All the Way Through Evening is a simple documentary about a significant issue. The concert serves as the backdrop and the entry point into the discussion of those composers whose work is featured. As the stories of the composers are described, musical interludes demonstrate the power of their works within the AIDS crisis. Heldentenor Gilles Denizot joins Mimi in her annual concert and is at best during the final concert piece “Walt Whitman 1989” composed by Chris DeBlasio and words by Perry Brass.

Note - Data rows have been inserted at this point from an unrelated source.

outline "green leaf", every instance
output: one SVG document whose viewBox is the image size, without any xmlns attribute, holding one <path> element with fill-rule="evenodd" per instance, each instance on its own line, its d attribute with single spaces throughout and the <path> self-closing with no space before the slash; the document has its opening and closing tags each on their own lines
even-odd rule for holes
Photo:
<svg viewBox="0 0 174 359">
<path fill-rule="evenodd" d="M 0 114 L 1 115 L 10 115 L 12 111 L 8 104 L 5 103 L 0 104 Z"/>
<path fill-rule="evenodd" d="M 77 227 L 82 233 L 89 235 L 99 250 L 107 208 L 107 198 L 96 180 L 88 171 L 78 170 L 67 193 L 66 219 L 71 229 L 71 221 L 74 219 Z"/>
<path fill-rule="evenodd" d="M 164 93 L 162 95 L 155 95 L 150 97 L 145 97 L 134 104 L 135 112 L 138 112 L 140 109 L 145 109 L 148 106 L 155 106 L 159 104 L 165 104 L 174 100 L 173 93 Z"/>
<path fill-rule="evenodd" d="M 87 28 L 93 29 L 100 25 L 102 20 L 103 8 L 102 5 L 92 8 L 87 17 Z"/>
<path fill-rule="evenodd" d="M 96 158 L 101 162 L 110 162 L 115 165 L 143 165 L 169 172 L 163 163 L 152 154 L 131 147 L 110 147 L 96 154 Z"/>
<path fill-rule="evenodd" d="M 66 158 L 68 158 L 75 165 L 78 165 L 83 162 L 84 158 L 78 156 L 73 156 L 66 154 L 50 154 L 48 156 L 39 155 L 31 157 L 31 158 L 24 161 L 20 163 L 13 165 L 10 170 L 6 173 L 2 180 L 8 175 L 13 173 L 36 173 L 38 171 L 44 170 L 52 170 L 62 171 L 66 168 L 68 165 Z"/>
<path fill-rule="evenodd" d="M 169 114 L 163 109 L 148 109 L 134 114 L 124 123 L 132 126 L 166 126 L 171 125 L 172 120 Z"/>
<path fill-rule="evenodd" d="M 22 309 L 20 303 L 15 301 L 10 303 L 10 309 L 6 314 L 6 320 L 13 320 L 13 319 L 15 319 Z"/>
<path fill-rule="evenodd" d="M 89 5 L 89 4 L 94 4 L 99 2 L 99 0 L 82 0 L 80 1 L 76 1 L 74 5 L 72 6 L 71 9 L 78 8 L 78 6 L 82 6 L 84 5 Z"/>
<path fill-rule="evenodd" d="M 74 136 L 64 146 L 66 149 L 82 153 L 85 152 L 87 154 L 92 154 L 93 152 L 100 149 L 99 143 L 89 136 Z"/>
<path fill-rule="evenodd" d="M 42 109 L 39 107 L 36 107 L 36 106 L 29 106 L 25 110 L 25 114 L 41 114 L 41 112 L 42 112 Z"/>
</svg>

Known as a haven for art-lovers around the world, the East Village in Manhattan housed many of those who were taken by the AIDS virus, and remains a strong setting for the film. Though the East Village is noted as being different now, the memories are powerful, highlighted by the interviews given with Mimi. A woman with a strong life force, Mimi has that essential spark required of interesting documentary subjects. She is engaging without any shred of sentimentality or maudlinness, just like all of the interview subjects.

Best known for his documentary T is for Teacher, Spong delicately looks at four artists and composers whose work is featured by Mimi in her concerts: Kevin Oldham, Robert Chesley, Eric Benson and Chris DeBlasio. Talking to their partners and family members, the personal connection is made all too clearly. Not only were these significant but forgotten voices, but they were also men loved by their friends and family.

All the Way Through Evening is a deeply moving documentary that stays with you long after the credits roll. It not only celebrates the memorial concert on World AIDS Day, but also continues to acknowledge these composers through another art form. Most importantly, the documentary reminds us that even though time has passed, we cannot forget what was lost. This is best recognised in the lyrics of Kevin Oldham’s “Not Even If I Try”: “I won’t forget, I can’t forget, not even if I tried.”

All the Way Through Evening is in limited Australian cinemas from Thursday 29 November and is released through Perseus Pictures.